EDSS 541 Week 2 Reading Responses

Please click the link to my GoogleDoc for Reading Responses 7-10. Feel free to leave comments for me in red.

Saturday, February 4, 2012

EDSS 530 Blog Post: Reflection of Dr. White's "Residents and Vistors"


Dr. White's video relating web users as residents and/or visitors of online “space” is a very well thought out and accurate picture of the online communities today. Visitors and Residents often have very different views of the web. Visitors often see the web as a collection of “tools.” Visitors who go online are like opening an untidy toolbox, grab what they need, use it, and then close their toolbox until they have another need for it. Residents see the web as a “space.” They are visible and work at remaining visible; especially on the platforms like twitter that is constantly refreshing itself. 

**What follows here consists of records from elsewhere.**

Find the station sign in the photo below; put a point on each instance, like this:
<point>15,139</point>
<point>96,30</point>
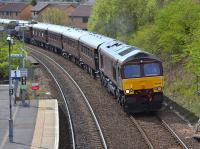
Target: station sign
<point>17,56</point>
<point>35,86</point>
<point>23,72</point>
<point>15,74</point>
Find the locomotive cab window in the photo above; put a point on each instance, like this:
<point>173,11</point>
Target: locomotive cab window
<point>132,71</point>
<point>101,57</point>
<point>114,73</point>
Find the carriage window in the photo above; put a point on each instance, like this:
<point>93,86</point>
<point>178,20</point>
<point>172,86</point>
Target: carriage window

In watching the presentation/video, I found myself thinking how I view myself as a visitor in certain spaces and a resident of sorts in others. As a mathematically inclined individual, I was very much drawn toward the portion of Dr. White's presentation when he explains that he himself identifies himself on different parts of the continuum relative to the context. In regards to the professional aspect of his life, he revels in the opportunity to be an online resident, and he is comfortable when his name appears in public spaces that reference this part of his life. On the other hand, he identifies himself as, and chooses to be, a visitor to the online world with regards to his non-institutional, or private, life. He doesn’t want information about his family or his whereabouts to be so visible in this world.

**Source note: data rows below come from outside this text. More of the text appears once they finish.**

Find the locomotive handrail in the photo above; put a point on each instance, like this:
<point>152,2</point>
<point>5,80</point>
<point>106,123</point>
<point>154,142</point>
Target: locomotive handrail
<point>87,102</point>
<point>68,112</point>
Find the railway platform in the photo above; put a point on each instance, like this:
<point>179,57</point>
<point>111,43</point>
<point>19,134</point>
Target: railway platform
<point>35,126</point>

My views seem to coincide with Dr. White. In the professional, or institutional, part of my life, I plan on being very visible and hope to be an effective collaborator with educators and colleagues in the online world. With regards to my private life, I plan on being relatively the same in the future as I am now. I have a Facebook, but I have it blocked to the public. I use it to socialize with friends that I have in my non-institutionalized world. I plan on keeping that platform for that purpose. My other platforms will be an open space for me to broaden my professional and educational horizons.